The Graduate Center mourns the passing of Distinguished Professor Emeritus Morris Dickstein (English, Theatre and Performance, and Liberal Studies), renowned literary scholar, cultural historian, teacher, and public intellectual who died on March 23 at age 81. Lauded as “one of our best and most distinguished critics of American literature,” Dickstein was equally recognized for engaging the public beyond academia.

His scholarship ranged from contemporary literature and American studies to English Romantic poetry to film history. His books include Gates of Eden: American Culture in the Sixties, which was nominated for a National Book Critics Circle Award in criticism and selected as one of the best books of the year by The New York Times Book Review, and Dancing in the Dark: A Cultural History of the Great Depression, another finalist for the National Book Critics Circle Award in criticism and recipient of the Ambassador Book Award in American Studies from the English-Speaking Union. Among his other books are Double Agent: The Critic and Society; Leopards in the Temple: The Transformation of American Fiction, 1945-1970; A Mirror in the Roadway: Literature in the Real World; and his memoir, Why Not Say What Happened: A Sentimental Education.

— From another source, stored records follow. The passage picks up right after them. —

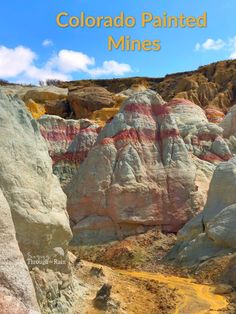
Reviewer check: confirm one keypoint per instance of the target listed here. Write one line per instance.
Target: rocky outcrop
(33, 193)
(202, 138)
(212, 232)
(214, 115)
(138, 174)
(229, 123)
(44, 94)
(85, 100)
(69, 142)
(210, 86)
(17, 293)
(35, 109)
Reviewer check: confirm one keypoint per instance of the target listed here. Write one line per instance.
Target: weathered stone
(69, 142)
(84, 101)
(33, 193)
(212, 232)
(229, 122)
(139, 173)
(17, 293)
(43, 94)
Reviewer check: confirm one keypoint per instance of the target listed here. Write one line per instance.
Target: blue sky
(33, 47)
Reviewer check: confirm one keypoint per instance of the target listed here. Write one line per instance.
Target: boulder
(69, 142)
(214, 115)
(202, 138)
(229, 123)
(43, 94)
(59, 108)
(139, 174)
(33, 193)
(212, 232)
(17, 293)
(36, 110)
(85, 100)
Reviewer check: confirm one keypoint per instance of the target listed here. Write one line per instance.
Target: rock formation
(214, 115)
(85, 100)
(69, 142)
(138, 174)
(210, 86)
(17, 293)
(212, 232)
(33, 193)
(229, 123)
(202, 138)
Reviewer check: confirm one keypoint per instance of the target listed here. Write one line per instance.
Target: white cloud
(19, 64)
(71, 61)
(232, 44)
(228, 46)
(211, 44)
(15, 61)
(47, 43)
(111, 68)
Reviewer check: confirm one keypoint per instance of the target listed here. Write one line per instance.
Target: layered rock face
(69, 142)
(212, 232)
(85, 100)
(33, 193)
(202, 138)
(17, 293)
(229, 123)
(211, 86)
(138, 174)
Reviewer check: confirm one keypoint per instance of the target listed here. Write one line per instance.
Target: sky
(33, 48)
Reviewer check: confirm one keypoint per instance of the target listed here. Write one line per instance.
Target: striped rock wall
(69, 142)
(139, 173)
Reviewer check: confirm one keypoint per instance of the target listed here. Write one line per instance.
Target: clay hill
(138, 174)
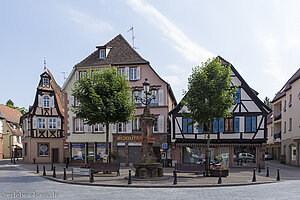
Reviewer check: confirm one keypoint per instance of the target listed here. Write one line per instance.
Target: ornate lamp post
(149, 167)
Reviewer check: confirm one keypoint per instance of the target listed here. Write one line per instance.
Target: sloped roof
(287, 86)
(10, 114)
(120, 53)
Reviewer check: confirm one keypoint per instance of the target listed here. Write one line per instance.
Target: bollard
(278, 175)
(91, 176)
(254, 176)
(44, 170)
(65, 174)
(220, 177)
(175, 177)
(268, 173)
(54, 174)
(129, 178)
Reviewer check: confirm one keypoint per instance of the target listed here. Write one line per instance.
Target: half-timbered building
(43, 134)
(240, 140)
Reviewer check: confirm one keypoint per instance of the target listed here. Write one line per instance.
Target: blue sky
(260, 38)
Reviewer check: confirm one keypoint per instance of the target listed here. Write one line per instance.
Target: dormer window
(102, 53)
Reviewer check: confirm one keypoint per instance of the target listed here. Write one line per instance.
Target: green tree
(105, 97)
(209, 96)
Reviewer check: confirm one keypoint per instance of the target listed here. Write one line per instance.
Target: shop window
(43, 149)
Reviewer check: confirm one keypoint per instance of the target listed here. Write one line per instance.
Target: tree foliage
(210, 94)
(105, 97)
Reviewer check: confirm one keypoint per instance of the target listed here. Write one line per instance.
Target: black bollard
(254, 176)
(44, 171)
(92, 176)
(278, 175)
(65, 174)
(220, 177)
(129, 178)
(268, 173)
(54, 174)
(175, 177)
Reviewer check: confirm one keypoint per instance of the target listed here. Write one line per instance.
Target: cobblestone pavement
(15, 182)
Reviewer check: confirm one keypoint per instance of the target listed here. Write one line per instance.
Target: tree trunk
(107, 142)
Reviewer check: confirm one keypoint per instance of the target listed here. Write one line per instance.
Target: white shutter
(161, 97)
(71, 100)
(127, 72)
(129, 126)
(40, 101)
(34, 123)
(113, 128)
(76, 75)
(52, 102)
(138, 73)
(161, 124)
(59, 123)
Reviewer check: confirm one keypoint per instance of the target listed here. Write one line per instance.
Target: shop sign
(122, 138)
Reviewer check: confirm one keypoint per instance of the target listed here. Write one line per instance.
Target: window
(46, 101)
(229, 125)
(52, 123)
(41, 123)
(133, 74)
(99, 128)
(79, 125)
(122, 127)
(136, 126)
(43, 149)
(186, 126)
(102, 53)
(250, 124)
(290, 124)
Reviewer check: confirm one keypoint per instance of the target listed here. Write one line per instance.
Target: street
(16, 183)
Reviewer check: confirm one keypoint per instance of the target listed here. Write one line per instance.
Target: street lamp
(149, 94)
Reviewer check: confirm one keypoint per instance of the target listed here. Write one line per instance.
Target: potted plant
(215, 170)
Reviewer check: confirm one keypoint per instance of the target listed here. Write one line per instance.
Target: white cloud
(87, 22)
(191, 51)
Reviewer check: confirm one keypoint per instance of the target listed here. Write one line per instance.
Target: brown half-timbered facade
(240, 140)
(43, 133)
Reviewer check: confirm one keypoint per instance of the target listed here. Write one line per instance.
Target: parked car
(268, 156)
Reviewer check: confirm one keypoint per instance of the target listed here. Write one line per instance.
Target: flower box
(215, 173)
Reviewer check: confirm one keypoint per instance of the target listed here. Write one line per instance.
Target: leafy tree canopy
(210, 94)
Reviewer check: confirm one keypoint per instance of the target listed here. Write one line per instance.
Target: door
(55, 155)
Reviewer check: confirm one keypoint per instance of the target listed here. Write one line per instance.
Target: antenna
(132, 37)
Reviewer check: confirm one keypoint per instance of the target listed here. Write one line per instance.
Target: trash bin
(282, 158)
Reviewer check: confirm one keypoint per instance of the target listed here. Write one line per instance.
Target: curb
(159, 186)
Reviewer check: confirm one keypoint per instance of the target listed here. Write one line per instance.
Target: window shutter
(71, 100)
(253, 124)
(161, 124)
(76, 75)
(237, 125)
(221, 125)
(40, 101)
(238, 96)
(58, 123)
(161, 97)
(127, 72)
(52, 102)
(34, 123)
(248, 124)
(129, 126)
(138, 73)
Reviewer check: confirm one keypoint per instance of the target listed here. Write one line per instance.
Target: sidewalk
(236, 177)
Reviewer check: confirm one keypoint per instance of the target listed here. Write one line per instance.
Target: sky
(259, 38)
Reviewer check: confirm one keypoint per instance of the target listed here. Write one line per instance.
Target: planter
(215, 173)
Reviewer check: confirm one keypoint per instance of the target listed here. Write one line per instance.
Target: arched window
(46, 102)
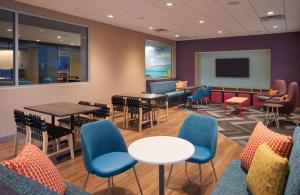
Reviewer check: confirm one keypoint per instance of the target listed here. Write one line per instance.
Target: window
(48, 51)
(158, 59)
(6, 48)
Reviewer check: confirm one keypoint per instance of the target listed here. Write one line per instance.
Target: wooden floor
(74, 172)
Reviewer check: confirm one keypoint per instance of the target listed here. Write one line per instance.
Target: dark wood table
(146, 96)
(62, 109)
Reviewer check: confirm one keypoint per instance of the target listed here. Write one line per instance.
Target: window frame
(16, 49)
(172, 59)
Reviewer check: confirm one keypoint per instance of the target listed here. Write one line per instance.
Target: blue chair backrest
(47, 80)
(98, 138)
(207, 91)
(293, 182)
(199, 93)
(200, 130)
(162, 87)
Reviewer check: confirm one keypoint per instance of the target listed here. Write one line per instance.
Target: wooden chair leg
(71, 145)
(45, 142)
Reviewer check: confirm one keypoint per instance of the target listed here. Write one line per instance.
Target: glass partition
(158, 59)
(6, 48)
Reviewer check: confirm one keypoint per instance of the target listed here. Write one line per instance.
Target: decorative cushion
(268, 172)
(280, 144)
(34, 164)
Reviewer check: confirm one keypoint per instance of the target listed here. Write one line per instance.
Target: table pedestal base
(161, 179)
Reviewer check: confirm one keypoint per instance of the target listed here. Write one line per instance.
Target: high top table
(161, 150)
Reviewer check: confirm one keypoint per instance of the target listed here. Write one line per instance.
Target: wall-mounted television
(232, 67)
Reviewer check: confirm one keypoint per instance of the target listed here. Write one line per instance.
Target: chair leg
(212, 164)
(71, 145)
(86, 180)
(45, 142)
(16, 143)
(169, 175)
(200, 173)
(137, 180)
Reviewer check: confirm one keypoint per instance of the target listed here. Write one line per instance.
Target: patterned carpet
(239, 129)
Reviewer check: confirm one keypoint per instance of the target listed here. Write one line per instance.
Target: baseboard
(7, 138)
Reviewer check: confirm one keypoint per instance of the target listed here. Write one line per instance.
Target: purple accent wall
(285, 53)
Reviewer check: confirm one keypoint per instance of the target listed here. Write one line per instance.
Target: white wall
(259, 69)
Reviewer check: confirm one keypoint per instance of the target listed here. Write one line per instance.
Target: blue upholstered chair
(104, 151)
(207, 92)
(202, 132)
(197, 95)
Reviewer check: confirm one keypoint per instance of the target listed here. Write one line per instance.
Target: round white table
(161, 150)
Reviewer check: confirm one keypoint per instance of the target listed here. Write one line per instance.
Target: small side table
(272, 113)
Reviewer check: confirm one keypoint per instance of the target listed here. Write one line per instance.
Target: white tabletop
(161, 150)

He published widely in scholarly journals, served as contributing editor of The Partisan Review, for which he also wrote film criticism, and wrote for The New York Times Book Review, Times Literary Supplement, The American Scholar, Bookforum, The Nation, Dissent, and other publications

At The Graduate Center, Dickstein held faculty appointments in the Ph.D. programs in English and Theatre and Performance and the Liberal Studies master’s program. He taught courses in the Film Studies and American Studies Certificate programs. He founded The Graduate Center’s Center for the Humanities in 1993 and was a senior fellow of the Center for three years following his retirement in 2013. In his time at the Center, Professor Dickstein established the annual Irving Howe Lecture, generously endowed by Max Palevsky in memory of the literary critic, focusing on three of the subjects closest to Irving Howe’s heart: politics, Yiddish and Jewish culture, and the modern literary imagination; as well as the Stanley Burnshaw lecture, and hosted every other year by The Harry Ransom Center for Research in the Humanities at the University of Texas, Austin. He was, in addition, a member of the National Society of Film Critics and served on the board of the National Book Critics Circle, as vice-chair of the New York Council for the Humanities, and as president of the Association of Literary Scholars and Critics.

A native New Yorker, born in 1940, Dickstein studied at Columbia, the Jewish Theological Seminary, Cambridge, and Yale. He taught at Columbia University and Queens College.

Reflecting on his memoir, Dickstein said, “After quite a lot of critical and historical writing I wanted to do something more personal, to tap into a different part of the brain and write in a different voice — more evocative and less analytical, more narrative and less argumentative. And why not, since I’ve always thought of myself as a writer, not strictly a critic?”

The Graduate Center community extends sincerest sympathies to his family, colleagues, students, friends, and devoted readers.